Sisters resident Joshua Booth was there, working at the 360 Furman Building, directly across the bay from the Twin Towers.

"In 2001 the entire 360 Furman Building was a warehouse, 2 million square feet of warehousing," Booth said.

He was working on the eighth floor when the North Tower was hit.

"There was a lot of commotion," Booth said. "The building was all windows. We were in Brooklyn, right on the waterfront. We saw smoke and fire blowing out of the tower."

This was not the first attack on the Towers since they had been built. Terrorists bombed the basement of the North Tower in 1993, hoping to destroy the complex. Now, in 2001, the North Tower was the first to be hit.

"The smoke is way too dark," Booth told a co-worker. "That's a terrorist attack."

Booth recalled that "It was the type of black you see when you burn diesel."

Booth and his co-workers hadn't seen the first plane hit the tower, but knew what they were looking at.

"Three to four floors of that building were in flames," he said. "You knew everyone was dead on those floors."

A second plane hit the South Tower 17 minutes later.

Time stood still for Booth and his co-workers. The North Tower, it was later reported, collapsed 102 minutes after being hit, and the South Tower 56 minutes after impact. They were moments frozen in time.

"We all ran to the top of the roof. It looked like white doves at first floating across the bay toward us, then leaves. It was office paper. I'll never forget the smell. I picked up pieces of paper, they smelled like jet fuel."

Clouds of dust and debris covered the Furman Building.

"We shut all the windows after the first building collapsed," he said. "We couldn't see even 100 feet. It came down like an accordion. Floor by floor, from the top, one floor collapsed into the floors below."

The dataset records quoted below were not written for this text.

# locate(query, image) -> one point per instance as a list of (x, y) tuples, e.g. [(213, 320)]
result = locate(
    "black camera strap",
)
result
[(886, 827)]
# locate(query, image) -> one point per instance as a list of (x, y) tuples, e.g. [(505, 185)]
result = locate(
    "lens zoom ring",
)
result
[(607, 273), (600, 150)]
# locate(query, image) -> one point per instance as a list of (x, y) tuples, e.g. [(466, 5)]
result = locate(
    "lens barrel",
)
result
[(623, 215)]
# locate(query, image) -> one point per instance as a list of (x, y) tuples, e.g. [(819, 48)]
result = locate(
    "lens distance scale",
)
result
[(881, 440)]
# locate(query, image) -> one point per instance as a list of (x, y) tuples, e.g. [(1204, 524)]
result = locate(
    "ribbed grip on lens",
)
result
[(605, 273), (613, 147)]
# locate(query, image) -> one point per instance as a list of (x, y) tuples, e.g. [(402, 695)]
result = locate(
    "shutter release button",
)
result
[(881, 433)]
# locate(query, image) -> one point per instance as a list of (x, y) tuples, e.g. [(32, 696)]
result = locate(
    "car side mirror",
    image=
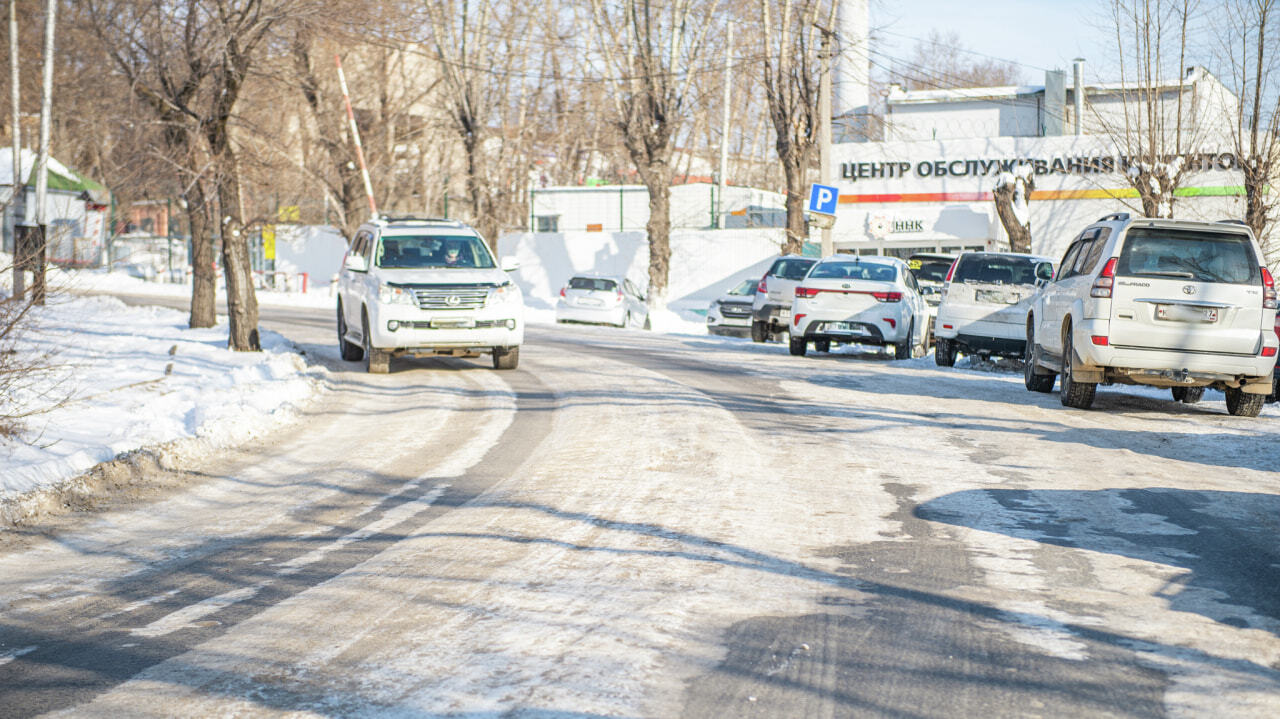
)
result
[(356, 264), (1043, 273)]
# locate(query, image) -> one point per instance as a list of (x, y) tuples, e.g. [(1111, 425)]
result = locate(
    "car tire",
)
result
[(1072, 393), (1188, 394), (944, 352), (506, 357), (1240, 403), (903, 349), (799, 346), (350, 351), (376, 361), (1032, 376)]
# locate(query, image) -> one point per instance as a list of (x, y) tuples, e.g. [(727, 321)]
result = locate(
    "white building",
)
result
[(929, 184), (620, 207)]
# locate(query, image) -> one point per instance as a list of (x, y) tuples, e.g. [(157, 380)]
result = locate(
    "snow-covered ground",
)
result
[(126, 378)]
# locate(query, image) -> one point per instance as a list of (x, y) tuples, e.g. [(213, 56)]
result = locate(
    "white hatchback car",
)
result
[(419, 287), (602, 301), (984, 302), (850, 300)]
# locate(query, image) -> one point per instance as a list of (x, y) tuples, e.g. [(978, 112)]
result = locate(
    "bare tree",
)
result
[(652, 54), (1157, 126), (791, 76), (1249, 35)]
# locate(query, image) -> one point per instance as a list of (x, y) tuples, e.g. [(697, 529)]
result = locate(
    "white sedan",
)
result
[(851, 300)]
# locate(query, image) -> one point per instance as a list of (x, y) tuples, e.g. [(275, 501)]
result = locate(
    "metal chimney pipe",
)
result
[(1078, 91)]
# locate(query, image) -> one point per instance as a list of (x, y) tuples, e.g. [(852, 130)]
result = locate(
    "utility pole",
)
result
[(46, 108), (720, 191), (19, 273), (828, 244)]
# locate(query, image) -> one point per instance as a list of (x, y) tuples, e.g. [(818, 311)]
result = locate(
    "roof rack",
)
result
[(389, 219)]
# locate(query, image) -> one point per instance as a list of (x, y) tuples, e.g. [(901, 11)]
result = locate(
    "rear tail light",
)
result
[(1106, 280)]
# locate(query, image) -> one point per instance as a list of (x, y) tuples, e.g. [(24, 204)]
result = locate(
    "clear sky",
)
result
[(1037, 33)]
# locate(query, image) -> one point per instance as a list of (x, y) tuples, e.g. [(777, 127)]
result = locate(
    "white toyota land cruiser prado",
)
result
[(1169, 303), (426, 287)]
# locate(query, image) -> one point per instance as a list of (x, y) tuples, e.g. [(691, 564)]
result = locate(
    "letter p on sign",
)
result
[(823, 198)]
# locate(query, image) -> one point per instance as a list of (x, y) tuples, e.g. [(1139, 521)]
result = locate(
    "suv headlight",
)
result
[(389, 294), (503, 294)]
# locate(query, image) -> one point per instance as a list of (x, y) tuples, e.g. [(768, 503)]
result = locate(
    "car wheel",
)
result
[(799, 346), (1032, 374), (1070, 392), (1240, 403), (1188, 394), (944, 352), (350, 351), (903, 349), (506, 357), (376, 361)]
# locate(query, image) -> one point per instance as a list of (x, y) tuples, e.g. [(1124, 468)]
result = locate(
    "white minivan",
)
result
[(984, 302)]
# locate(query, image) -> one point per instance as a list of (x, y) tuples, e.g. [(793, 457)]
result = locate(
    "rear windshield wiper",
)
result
[(1184, 275)]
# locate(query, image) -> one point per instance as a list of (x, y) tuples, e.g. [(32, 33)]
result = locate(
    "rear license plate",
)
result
[(995, 297), (1182, 314), (452, 324)]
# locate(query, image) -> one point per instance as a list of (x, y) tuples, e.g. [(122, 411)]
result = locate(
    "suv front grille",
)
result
[(451, 297)]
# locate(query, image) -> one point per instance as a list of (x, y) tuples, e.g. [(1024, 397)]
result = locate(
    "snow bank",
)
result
[(703, 262), (126, 378)]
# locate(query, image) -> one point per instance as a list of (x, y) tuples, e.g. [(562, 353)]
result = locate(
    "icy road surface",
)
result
[(639, 525)]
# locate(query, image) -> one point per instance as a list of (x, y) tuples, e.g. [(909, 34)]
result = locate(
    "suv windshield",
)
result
[(407, 251), (791, 269), (1200, 256), (595, 284), (932, 269), (854, 271), (995, 269)]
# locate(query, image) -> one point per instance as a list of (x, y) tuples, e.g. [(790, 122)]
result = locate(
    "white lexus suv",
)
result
[(1168, 303), (424, 287)]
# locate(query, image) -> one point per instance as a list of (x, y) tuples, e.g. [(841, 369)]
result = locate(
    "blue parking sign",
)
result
[(823, 198)]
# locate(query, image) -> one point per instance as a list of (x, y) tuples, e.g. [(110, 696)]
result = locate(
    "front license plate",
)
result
[(452, 324), (1182, 314)]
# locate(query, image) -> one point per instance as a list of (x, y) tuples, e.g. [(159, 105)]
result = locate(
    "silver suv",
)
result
[(423, 287), (1169, 303)]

American Airlines Flight 11 and United Flight 175 had both taken off from Boston.

"The planes had just taken off," Booth commented. "They were full of jet fuel. The heat (from all that fuel) melted the girders steel structure. I know from rock climbing that every three feet you fall, your weight triples. One third of that building imploded on the floors beneath it, then big chunks fell."

Booth and his co-workers watched in horror, powerless.

"We saw black specks falling and realized they were people jumping out of the windows. Smoke was coming out of two thirds of the building. I'm sure there wasn't a single person who could get out."

The World Trade Center Towers were constructed from 1966 to 1973. Each had 110 floors. They were the world's tallest buildings at the time.

Booth recalled living in New York during the aftermath:

"The dust smelled like concrete, jet fuel and burning flesh. It was the most rank smell and it stuck around for months. I didn't go to Manhattan for four months because the fumes were so bad. Even after waiting that long, I still coughed for a few days after."

Booth mourned those on the planes that struck the Towers who didn't fight back.

"All the people who died and how and why they died makes you think that you have to take action," he said. "If you choose to do nothing, you're only helping the terrorists."

Booth is the son of Delores (DeeDee) and Greg Booth, also of Sisters.

Booth left New York in 2003, moved to Seattle, and just returned to Sisters in May 2009. He has been working as a stonemason, but is getting ready to attend COCC to get an Associate Degree in Criminal Justice/Law Enforcement.